Rep. John Lewis on the Regression of the Voting Rights in America
“Today, on the 53rd anniversary of the signing of the Voting Rights Act (VRA) by President Lyndon Johnson, we celebrate a milestone in American history. With the stroke of a pen, millions of Americans were ushered into the democratic process. In 1964 in Holmes County, Mississippi, there were only twelve black registered voters. By 1965, there were 28,500, and by 1984 there were 406,000. There were only a handful of minority elected officials anywhere in the country before the VRA was signed. Today there are thousands. Millions of Latino, Asian, Native American, and language minorities can now vote in America, and many now serve as elected officials because of this one law.

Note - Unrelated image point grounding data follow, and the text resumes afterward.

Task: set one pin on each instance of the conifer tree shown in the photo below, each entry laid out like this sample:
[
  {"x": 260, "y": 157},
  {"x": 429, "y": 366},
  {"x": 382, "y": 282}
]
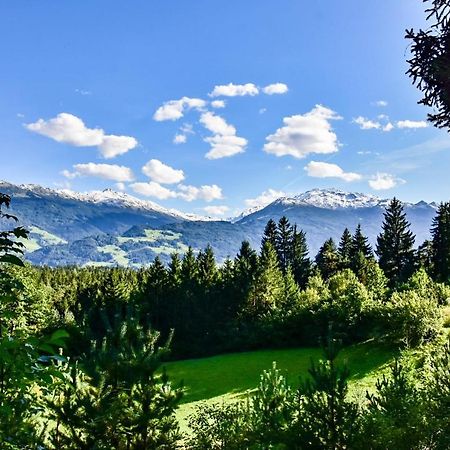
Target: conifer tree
[
  {"x": 270, "y": 234},
  {"x": 207, "y": 268},
  {"x": 267, "y": 289},
  {"x": 441, "y": 243},
  {"x": 360, "y": 244},
  {"x": 301, "y": 264},
  {"x": 395, "y": 244},
  {"x": 284, "y": 243},
  {"x": 327, "y": 259},
  {"x": 345, "y": 249}
]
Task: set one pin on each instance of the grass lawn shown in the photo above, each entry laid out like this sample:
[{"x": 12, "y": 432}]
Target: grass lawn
[
  {"x": 237, "y": 372},
  {"x": 229, "y": 377}
]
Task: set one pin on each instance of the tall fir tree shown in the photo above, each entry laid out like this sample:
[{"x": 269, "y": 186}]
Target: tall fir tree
[
  {"x": 301, "y": 264},
  {"x": 395, "y": 244},
  {"x": 270, "y": 234},
  {"x": 345, "y": 249},
  {"x": 440, "y": 232},
  {"x": 327, "y": 259},
  {"x": 267, "y": 290},
  {"x": 360, "y": 243},
  {"x": 284, "y": 243}
]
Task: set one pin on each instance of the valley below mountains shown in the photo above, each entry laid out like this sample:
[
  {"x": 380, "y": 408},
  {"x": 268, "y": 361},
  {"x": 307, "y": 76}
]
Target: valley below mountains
[{"x": 108, "y": 228}]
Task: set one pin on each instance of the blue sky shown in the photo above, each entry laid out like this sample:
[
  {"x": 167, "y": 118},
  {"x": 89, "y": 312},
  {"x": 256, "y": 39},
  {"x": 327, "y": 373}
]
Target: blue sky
[{"x": 318, "y": 98}]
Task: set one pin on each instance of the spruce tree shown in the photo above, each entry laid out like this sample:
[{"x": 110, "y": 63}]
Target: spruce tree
[
  {"x": 284, "y": 243},
  {"x": 301, "y": 264},
  {"x": 270, "y": 234},
  {"x": 327, "y": 259},
  {"x": 360, "y": 243},
  {"x": 441, "y": 243},
  {"x": 345, "y": 249},
  {"x": 268, "y": 287},
  {"x": 395, "y": 244}
]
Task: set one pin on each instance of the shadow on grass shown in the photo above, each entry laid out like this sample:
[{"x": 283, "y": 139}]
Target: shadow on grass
[{"x": 237, "y": 373}]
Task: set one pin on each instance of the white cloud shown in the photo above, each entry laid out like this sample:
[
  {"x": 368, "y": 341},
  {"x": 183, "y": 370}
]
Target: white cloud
[
  {"x": 105, "y": 171},
  {"x": 326, "y": 170},
  {"x": 265, "y": 198},
  {"x": 388, "y": 127},
  {"x": 218, "y": 104},
  {"x": 70, "y": 129},
  {"x": 175, "y": 109},
  {"x": 206, "y": 193},
  {"x": 216, "y": 124},
  {"x": 234, "y": 90},
  {"x": 411, "y": 124},
  {"x": 112, "y": 146},
  {"x": 275, "y": 88},
  {"x": 152, "y": 189},
  {"x": 224, "y": 143},
  {"x": 366, "y": 124},
  {"x": 216, "y": 210},
  {"x": 382, "y": 181},
  {"x": 179, "y": 139},
  {"x": 304, "y": 134},
  {"x": 162, "y": 173}
]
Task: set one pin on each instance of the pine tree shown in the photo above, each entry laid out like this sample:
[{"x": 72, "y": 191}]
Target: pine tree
[
  {"x": 441, "y": 243},
  {"x": 207, "y": 268},
  {"x": 301, "y": 264},
  {"x": 345, "y": 249},
  {"x": 327, "y": 259},
  {"x": 270, "y": 234},
  {"x": 395, "y": 244},
  {"x": 284, "y": 243},
  {"x": 268, "y": 287},
  {"x": 360, "y": 244}
]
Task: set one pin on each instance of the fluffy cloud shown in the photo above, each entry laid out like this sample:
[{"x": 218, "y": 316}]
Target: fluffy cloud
[
  {"x": 382, "y": 181},
  {"x": 179, "y": 139},
  {"x": 366, "y": 124},
  {"x": 388, "y": 127},
  {"x": 70, "y": 129},
  {"x": 224, "y": 143},
  {"x": 207, "y": 193},
  {"x": 175, "y": 109},
  {"x": 304, "y": 134},
  {"x": 105, "y": 171},
  {"x": 152, "y": 189},
  {"x": 265, "y": 198},
  {"x": 162, "y": 173},
  {"x": 216, "y": 210},
  {"x": 275, "y": 88},
  {"x": 326, "y": 170},
  {"x": 234, "y": 90},
  {"x": 218, "y": 104},
  {"x": 411, "y": 124}
]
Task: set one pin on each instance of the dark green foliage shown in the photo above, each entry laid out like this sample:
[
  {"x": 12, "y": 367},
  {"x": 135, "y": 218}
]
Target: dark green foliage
[
  {"x": 327, "y": 259},
  {"x": 285, "y": 234},
  {"x": 326, "y": 418},
  {"x": 395, "y": 244},
  {"x": 270, "y": 234},
  {"x": 440, "y": 231},
  {"x": 301, "y": 264},
  {"x": 430, "y": 63},
  {"x": 345, "y": 249}
]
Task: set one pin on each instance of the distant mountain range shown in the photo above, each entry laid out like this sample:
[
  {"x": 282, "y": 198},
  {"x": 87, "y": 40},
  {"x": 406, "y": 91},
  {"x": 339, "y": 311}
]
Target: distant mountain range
[{"x": 113, "y": 228}]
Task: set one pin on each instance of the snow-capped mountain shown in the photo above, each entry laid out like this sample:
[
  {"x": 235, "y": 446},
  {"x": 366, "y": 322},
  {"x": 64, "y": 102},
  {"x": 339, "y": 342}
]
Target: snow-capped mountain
[{"x": 110, "y": 228}]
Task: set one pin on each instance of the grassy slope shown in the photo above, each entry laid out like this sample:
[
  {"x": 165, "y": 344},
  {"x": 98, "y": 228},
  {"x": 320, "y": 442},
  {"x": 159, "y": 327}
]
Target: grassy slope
[{"x": 227, "y": 377}]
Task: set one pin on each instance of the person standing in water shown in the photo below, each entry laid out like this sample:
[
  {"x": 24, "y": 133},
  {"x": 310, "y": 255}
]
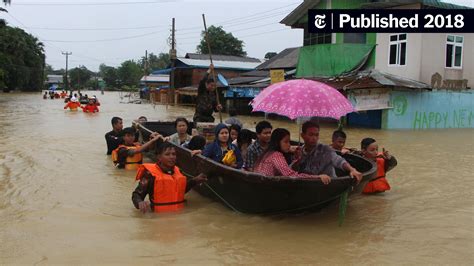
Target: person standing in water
[{"x": 206, "y": 101}]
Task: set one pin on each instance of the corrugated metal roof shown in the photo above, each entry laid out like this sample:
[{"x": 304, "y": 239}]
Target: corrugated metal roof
[
  {"x": 219, "y": 64},
  {"x": 156, "y": 78},
  {"x": 218, "y": 57},
  {"x": 287, "y": 58}
]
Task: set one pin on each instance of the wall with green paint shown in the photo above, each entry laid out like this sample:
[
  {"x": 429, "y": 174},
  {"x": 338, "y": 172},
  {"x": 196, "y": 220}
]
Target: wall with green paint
[{"x": 429, "y": 110}]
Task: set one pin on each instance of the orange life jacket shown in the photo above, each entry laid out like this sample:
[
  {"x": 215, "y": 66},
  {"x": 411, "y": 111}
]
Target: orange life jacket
[
  {"x": 169, "y": 190},
  {"x": 132, "y": 162},
  {"x": 379, "y": 183},
  {"x": 72, "y": 105}
]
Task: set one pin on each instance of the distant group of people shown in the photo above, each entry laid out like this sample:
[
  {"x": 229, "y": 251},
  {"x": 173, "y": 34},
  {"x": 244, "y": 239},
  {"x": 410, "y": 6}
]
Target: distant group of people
[
  {"x": 73, "y": 103},
  {"x": 54, "y": 95}
]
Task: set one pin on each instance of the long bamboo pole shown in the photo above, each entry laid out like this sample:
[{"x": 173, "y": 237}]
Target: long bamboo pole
[{"x": 212, "y": 70}]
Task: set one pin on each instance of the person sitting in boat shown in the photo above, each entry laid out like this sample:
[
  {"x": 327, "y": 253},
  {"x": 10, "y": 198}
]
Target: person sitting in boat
[
  {"x": 96, "y": 101},
  {"x": 115, "y": 137},
  {"x": 141, "y": 120},
  {"x": 233, "y": 120},
  {"x": 317, "y": 158},
  {"x": 196, "y": 144},
  {"x": 234, "y": 133},
  {"x": 385, "y": 162},
  {"x": 181, "y": 136},
  {"x": 264, "y": 133},
  {"x": 244, "y": 140},
  {"x": 276, "y": 158},
  {"x": 72, "y": 105},
  {"x": 222, "y": 150},
  {"x": 129, "y": 154},
  {"x": 339, "y": 141},
  {"x": 90, "y": 107},
  {"x": 163, "y": 182},
  {"x": 206, "y": 102}
]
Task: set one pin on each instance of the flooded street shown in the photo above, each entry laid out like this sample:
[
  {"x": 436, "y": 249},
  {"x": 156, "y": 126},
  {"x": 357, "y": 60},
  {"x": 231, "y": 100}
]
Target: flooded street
[{"x": 62, "y": 201}]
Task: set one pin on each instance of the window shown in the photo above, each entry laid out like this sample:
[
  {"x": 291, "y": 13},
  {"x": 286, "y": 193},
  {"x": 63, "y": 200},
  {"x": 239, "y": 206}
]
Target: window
[
  {"x": 317, "y": 38},
  {"x": 355, "y": 37},
  {"x": 397, "y": 55},
  {"x": 454, "y": 45}
]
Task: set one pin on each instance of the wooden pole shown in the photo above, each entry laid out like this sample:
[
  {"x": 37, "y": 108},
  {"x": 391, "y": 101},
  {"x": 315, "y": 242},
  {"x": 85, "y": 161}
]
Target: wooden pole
[{"x": 213, "y": 72}]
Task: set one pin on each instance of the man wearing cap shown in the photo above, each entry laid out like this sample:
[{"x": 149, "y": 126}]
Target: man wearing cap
[
  {"x": 73, "y": 104},
  {"x": 206, "y": 102}
]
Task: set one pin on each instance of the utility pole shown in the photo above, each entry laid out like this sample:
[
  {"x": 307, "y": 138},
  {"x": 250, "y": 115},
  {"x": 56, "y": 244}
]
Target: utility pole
[
  {"x": 67, "y": 54},
  {"x": 173, "y": 62}
]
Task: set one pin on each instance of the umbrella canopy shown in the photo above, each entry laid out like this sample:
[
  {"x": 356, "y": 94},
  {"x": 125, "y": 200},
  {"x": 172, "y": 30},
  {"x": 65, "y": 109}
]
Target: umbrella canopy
[{"x": 302, "y": 98}]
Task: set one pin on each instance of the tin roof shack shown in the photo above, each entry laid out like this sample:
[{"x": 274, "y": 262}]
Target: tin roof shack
[
  {"x": 190, "y": 70},
  {"x": 151, "y": 86},
  {"x": 396, "y": 63}
]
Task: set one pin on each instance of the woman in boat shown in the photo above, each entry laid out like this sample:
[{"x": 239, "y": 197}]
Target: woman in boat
[
  {"x": 276, "y": 159},
  {"x": 163, "y": 183},
  {"x": 181, "y": 136},
  {"x": 385, "y": 162},
  {"x": 72, "y": 105},
  {"x": 222, "y": 150},
  {"x": 244, "y": 140},
  {"x": 234, "y": 133}
]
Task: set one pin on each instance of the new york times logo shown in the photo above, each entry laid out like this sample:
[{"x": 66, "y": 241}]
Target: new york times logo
[
  {"x": 413, "y": 20},
  {"x": 319, "y": 21}
]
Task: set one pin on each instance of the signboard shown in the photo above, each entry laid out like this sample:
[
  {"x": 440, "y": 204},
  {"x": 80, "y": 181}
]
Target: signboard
[
  {"x": 277, "y": 75},
  {"x": 370, "y": 99}
]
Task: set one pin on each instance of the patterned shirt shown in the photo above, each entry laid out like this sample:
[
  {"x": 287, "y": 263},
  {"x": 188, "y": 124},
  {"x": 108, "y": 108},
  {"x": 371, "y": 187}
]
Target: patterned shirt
[
  {"x": 275, "y": 165},
  {"x": 321, "y": 160},
  {"x": 253, "y": 152},
  {"x": 175, "y": 139}
]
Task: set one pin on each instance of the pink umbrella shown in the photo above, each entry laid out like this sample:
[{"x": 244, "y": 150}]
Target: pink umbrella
[{"x": 302, "y": 98}]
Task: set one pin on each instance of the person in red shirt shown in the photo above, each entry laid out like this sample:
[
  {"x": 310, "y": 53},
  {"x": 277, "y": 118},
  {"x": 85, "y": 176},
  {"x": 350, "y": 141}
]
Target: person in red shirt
[
  {"x": 275, "y": 160},
  {"x": 91, "y": 107},
  {"x": 73, "y": 104}
]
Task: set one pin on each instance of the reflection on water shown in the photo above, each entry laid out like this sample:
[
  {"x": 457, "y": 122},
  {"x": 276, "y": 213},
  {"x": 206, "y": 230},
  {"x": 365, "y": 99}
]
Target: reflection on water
[{"x": 61, "y": 201}]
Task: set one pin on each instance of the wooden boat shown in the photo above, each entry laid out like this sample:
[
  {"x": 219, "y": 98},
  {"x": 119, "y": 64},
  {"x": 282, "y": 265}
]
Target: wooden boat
[{"x": 249, "y": 192}]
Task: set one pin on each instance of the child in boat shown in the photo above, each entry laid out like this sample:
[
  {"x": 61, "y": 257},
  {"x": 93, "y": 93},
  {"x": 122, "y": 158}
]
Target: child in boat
[
  {"x": 234, "y": 133},
  {"x": 90, "y": 107},
  {"x": 181, "y": 136},
  {"x": 72, "y": 104},
  {"x": 385, "y": 162},
  {"x": 233, "y": 120},
  {"x": 222, "y": 150},
  {"x": 275, "y": 160},
  {"x": 264, "y": 133},
  {"x": 339, "y": 141},
  {"x": 129, "y": 154}
]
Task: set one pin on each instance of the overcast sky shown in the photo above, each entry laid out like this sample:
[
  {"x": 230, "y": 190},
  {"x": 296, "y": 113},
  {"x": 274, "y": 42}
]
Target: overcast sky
[{"x": 112, "y": 31}]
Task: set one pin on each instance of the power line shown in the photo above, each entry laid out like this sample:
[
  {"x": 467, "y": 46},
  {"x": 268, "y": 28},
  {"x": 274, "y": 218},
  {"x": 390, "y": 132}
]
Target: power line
[
  {"x": 97, "y": 29},
  {"x": 92, "y": 3}
]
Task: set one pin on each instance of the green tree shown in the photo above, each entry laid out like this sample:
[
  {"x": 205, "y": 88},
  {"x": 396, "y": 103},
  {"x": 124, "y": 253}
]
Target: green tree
[
  {"x": 221, "y": 43},
  {"x": 79, "y": 76},
  {"x": 21, "y": 59},
  {"x": 129, "y": 73},
  {"x": 269, "y": 55}
]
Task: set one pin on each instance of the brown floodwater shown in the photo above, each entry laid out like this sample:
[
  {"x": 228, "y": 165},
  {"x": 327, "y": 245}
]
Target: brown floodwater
[{"x": 62, "y": 201}]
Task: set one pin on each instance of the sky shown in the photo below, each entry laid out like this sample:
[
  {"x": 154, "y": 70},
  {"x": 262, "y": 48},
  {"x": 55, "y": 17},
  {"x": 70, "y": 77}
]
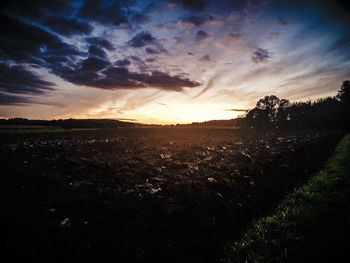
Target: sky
[{"x": 163, "y": 62}]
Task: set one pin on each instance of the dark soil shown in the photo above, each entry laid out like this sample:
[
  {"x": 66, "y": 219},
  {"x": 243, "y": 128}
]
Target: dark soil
[{"x": 146, "y": 195}]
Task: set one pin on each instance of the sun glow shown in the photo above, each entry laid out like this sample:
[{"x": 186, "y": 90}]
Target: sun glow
[{"x": 174, "y": 113}]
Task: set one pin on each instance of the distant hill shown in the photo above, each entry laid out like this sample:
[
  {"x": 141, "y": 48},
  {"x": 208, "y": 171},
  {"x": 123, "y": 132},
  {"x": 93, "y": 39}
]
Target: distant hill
[{"x": 233, "y": 123}]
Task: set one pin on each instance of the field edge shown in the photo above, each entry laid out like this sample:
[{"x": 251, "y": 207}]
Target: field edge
[{"x": 310, "y": 225}]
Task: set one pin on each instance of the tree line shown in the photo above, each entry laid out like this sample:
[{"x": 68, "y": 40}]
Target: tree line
[{"x": 272, "y": 112}]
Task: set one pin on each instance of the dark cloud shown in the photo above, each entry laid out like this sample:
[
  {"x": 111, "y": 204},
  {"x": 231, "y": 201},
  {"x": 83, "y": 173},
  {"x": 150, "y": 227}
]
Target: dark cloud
[
  {"x": 97, "y": 41},
  {"x": 68, "y": 26},
  {"x": 201, "y": 35},
  {"x": 141, "y": 39},
  {"x": 139, "y": 19},
  {"x": 157, "y": 50},
  {"x": 261, "y": 55},
  {"x": 197, "y": 20},
  {"x": 282, "y": 22},
  {"x": 18, "y": 80},
  {"x": 111, "y": 12},
  {"x": 37, "y": 9},
  {"x": 112, "y": 77},
  {"x": 6, "y": 99},
  {"x": 30, "y": 44},
  {"x": 193, "y": 4},
  {"x": 165, "y": 81},
  {"x": 94, "y": 64},
  {"x": 97, "y": 52},
  {"x": 123, "y": 63},
  {"x": 205, "y": 58},
  {"x": 150, "y": 60}
]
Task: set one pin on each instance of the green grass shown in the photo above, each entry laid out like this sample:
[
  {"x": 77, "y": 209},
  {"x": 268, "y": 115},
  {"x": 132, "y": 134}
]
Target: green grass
[
  {"x": 56, "y": 129},
  {"x": 310, "y": 225}
]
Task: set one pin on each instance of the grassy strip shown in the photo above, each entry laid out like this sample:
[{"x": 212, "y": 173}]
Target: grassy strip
[
  {"x": 310, "y": 225},
  {"x": 21, "y": 131}
]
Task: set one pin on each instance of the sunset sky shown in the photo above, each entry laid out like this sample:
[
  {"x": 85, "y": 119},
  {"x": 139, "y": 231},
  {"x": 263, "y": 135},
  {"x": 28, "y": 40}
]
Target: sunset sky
[{"x": 175, "y": 61}]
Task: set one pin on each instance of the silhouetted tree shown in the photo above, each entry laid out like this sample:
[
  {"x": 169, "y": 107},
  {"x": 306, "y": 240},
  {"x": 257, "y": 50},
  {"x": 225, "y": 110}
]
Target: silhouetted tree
[{"x": 326, "y": 113}]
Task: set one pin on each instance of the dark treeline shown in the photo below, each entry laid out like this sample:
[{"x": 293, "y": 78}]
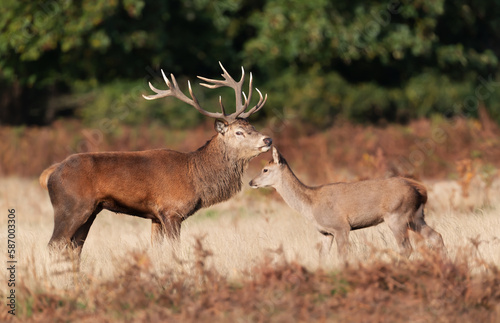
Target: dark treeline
[{"x": 364, "y": 61}]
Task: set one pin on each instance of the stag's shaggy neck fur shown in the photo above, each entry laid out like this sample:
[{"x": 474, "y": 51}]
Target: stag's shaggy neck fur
[
  {"x": 216, "y": 172},
  {"x": 295, "y": 193}
]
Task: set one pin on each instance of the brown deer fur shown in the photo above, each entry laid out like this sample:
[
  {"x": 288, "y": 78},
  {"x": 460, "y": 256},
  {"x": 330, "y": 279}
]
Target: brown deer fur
[{"x": 163, "y": 185}]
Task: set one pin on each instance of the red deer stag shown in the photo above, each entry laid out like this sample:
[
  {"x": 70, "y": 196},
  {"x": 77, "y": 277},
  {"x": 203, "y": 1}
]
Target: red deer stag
[
  {"x": 337, "y": 208},
  {"x": 162, "y": 185}
]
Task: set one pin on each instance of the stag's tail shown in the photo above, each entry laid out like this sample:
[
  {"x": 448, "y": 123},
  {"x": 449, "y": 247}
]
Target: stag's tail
[
  {"x": 419, "y": 187},
  {"x": 44, "y": 177}
]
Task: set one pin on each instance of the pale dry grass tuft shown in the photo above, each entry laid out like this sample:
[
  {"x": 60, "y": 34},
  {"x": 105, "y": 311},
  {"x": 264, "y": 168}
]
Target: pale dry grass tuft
[{"x": 239, "y": 234}]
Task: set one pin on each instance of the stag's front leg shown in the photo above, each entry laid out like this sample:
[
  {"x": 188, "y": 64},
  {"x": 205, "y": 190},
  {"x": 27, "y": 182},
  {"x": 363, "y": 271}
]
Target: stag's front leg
[
  {"x": 342, "y": 238},
  {"x": 326, "y": 245}
]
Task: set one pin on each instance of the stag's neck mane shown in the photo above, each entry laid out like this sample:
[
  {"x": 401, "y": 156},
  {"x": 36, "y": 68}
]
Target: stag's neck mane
[
  {"x": 216, "y": 172},
  {"x": 295, "y": 193}
]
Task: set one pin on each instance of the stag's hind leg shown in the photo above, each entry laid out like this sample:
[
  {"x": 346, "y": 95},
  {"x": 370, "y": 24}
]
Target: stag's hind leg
[
  {"x": 72, "y": 222},
  {"x": 418, "y": 225},
  {"x": 166, "y": 226}
]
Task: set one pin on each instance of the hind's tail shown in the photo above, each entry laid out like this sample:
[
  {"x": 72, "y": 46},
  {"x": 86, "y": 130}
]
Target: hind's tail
[
  {"x": 419, "y": 187},
  {"x": 44, "y": 177}
]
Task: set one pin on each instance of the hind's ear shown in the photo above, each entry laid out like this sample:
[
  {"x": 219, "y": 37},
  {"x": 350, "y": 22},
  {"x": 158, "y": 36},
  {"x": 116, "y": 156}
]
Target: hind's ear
[
  {"x": 221, "y": 126},
  {"x": 276, "y": 156}
]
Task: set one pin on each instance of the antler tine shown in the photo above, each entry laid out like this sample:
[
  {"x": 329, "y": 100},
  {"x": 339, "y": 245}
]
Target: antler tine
[
  {"x": 257, "y": 107},
  {"x": 229, "y": 82},
  {"x": 241, "y": 103},
  {"x": 174, "y": 91},
  {"x": 222, "y": 106}
]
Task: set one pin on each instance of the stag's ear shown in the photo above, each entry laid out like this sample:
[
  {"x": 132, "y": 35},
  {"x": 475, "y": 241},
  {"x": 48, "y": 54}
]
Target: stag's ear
[
  {"x": 221, "y": 126},
  {"x": 278, "y": 158}
]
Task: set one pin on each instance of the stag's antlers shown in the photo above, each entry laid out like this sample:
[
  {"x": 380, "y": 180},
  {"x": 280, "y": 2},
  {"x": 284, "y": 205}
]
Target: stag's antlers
[{"x": 228, "y": 81}]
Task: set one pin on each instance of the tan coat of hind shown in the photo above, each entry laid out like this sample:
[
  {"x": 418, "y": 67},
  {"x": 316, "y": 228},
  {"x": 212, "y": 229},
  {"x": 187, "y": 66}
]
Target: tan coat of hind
[{"x": 337, "y": 208}]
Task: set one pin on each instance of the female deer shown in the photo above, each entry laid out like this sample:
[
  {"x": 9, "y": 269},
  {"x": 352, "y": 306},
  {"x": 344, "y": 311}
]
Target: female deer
[{"x": 337, "y": 208}]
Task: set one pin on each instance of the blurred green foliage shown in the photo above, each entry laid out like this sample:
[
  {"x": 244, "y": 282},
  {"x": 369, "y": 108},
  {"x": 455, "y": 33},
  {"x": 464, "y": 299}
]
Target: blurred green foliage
[{"x": 377, "y": 61}]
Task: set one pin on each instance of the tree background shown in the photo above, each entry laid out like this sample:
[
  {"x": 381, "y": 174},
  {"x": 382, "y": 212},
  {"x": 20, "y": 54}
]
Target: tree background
[{"x": 368, "y": 62}]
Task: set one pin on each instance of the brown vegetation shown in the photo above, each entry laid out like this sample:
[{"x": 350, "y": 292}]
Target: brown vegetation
[
  {"x": 258, "y": 260},
  {"x": 429, "y": 289},
  {"x": 424, "y": 148}
]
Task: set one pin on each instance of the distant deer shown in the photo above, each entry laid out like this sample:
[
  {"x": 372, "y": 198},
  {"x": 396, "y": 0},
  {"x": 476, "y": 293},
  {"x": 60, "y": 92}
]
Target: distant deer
[
  {"x": 337, "y": 208},
  {"x": 162, "y": 185}
]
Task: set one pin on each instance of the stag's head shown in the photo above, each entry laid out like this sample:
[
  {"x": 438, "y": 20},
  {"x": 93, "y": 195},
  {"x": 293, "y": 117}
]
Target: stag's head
[{"x": 238, "y": 135}]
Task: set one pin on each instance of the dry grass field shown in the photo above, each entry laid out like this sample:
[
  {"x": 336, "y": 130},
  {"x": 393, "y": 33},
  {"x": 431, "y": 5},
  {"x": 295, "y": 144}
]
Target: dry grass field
[{"x": 254, "y": 259}]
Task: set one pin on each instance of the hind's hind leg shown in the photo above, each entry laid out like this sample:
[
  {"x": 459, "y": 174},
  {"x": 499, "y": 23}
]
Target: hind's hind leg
[{"x": 72, "y": 222}]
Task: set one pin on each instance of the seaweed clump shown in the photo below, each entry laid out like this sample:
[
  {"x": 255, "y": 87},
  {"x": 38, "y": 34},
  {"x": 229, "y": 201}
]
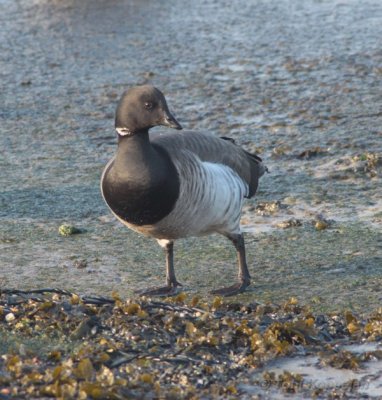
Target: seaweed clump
[{"x": 58, "y": 344}]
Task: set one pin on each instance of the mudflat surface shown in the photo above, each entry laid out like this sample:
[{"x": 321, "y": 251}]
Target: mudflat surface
[{"x": 298, "y": 82}]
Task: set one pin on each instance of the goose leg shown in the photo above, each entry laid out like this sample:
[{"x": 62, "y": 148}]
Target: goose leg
[
  {"x": 244, "y": 277},
  {"x": 171, "y": 283}
]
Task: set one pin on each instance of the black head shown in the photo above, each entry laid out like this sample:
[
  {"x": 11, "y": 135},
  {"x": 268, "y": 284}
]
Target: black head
[{"x": 141, "y": 108}]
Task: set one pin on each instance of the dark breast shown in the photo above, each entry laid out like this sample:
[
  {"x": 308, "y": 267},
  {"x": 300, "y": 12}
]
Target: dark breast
[{"x": 144, "y": 197}]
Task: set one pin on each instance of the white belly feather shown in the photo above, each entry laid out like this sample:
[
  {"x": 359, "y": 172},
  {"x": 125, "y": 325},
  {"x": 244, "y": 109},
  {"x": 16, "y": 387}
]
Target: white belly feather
[{"x": 210, "y": 200}]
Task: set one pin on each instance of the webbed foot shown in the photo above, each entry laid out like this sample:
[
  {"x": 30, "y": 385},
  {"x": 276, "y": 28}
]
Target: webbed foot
[{"x": 164, "y": 291}]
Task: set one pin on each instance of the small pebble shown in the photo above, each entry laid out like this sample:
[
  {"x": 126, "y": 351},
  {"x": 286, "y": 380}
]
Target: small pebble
[
  {"x": 68, "y": 230},
  {"x": 321, "y": 225}
]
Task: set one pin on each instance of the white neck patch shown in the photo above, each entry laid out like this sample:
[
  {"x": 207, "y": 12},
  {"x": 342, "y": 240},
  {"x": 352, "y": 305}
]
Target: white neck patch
[{"x": 123, "y": 131}]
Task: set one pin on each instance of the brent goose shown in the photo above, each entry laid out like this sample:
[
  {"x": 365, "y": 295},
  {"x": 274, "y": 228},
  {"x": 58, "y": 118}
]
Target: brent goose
[{"x": 170, "y": 186}]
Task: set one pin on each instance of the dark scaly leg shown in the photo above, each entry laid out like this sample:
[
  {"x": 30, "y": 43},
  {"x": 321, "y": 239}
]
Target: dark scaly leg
[
  {"x": 244, "y": 277},
  {"x": 171, "y": 283}
]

“Though an increase in voter registration is frequently used to demonstrate the VRA’s impact, increasing the voter rolls was not the central purpose of the legislation. It was intended to stop state-sponsored terrorism, intimidation, and unjust, humiliating practices—literacy tests, poll taxes, and even lynching—which led people of color to fear registering and voting on Election Day. Even Chief Justice Roberts admitted in his fateful opinion in the Shelby v. Holder decision that voting discrimination still runs rampant in America. Yet the Supreme Court put politics before the facts and gutted the VRA anyway.
“Since the Shelby decision, voter discrimination is on the rise. Thousands of people of color are being systematically denied access to the ballot box, many of whom have voted all their lives. In a recent Brennan Center for Justice Report, it focused on the purging of voter rolls, just one of several voter suppression tactics now in use. Brennan called purging “a growing threat” to voting rights and discovered that in 2016 more than 200,000 names had been improperly deleted from voter rolls in Brooklyn, and 7,700 in Arkansas. Thousands of citizens were wrongfully denied the right to vote in the last election. Between 2014 and 2016, Brennan found almost 4 million names were “purged” from the voting rolls.
“As the election of 2016 proves, just a few thousand votes can change the future of our nation. There are forces that want to drain public resources and put them in the pockets of private interests, want to serve only the rich, and disregard the will of the people. Your vote has the power to stop those strategies, and that is why it is at risk.
“There are two immediate answers to this problem. Americans must vote in this election like never before. And Congress must also act to restore the VRA to its original strength. Several bipartisan proposals have already been drafted. Congress should make our democracy a priority and take action on these proposals before the election of 2018, but especially before the election of 2020. The vote is the most powerful non-violent tool we have for change in a democratic society. The power of people to have a voice in their own future must be protected at all costs.”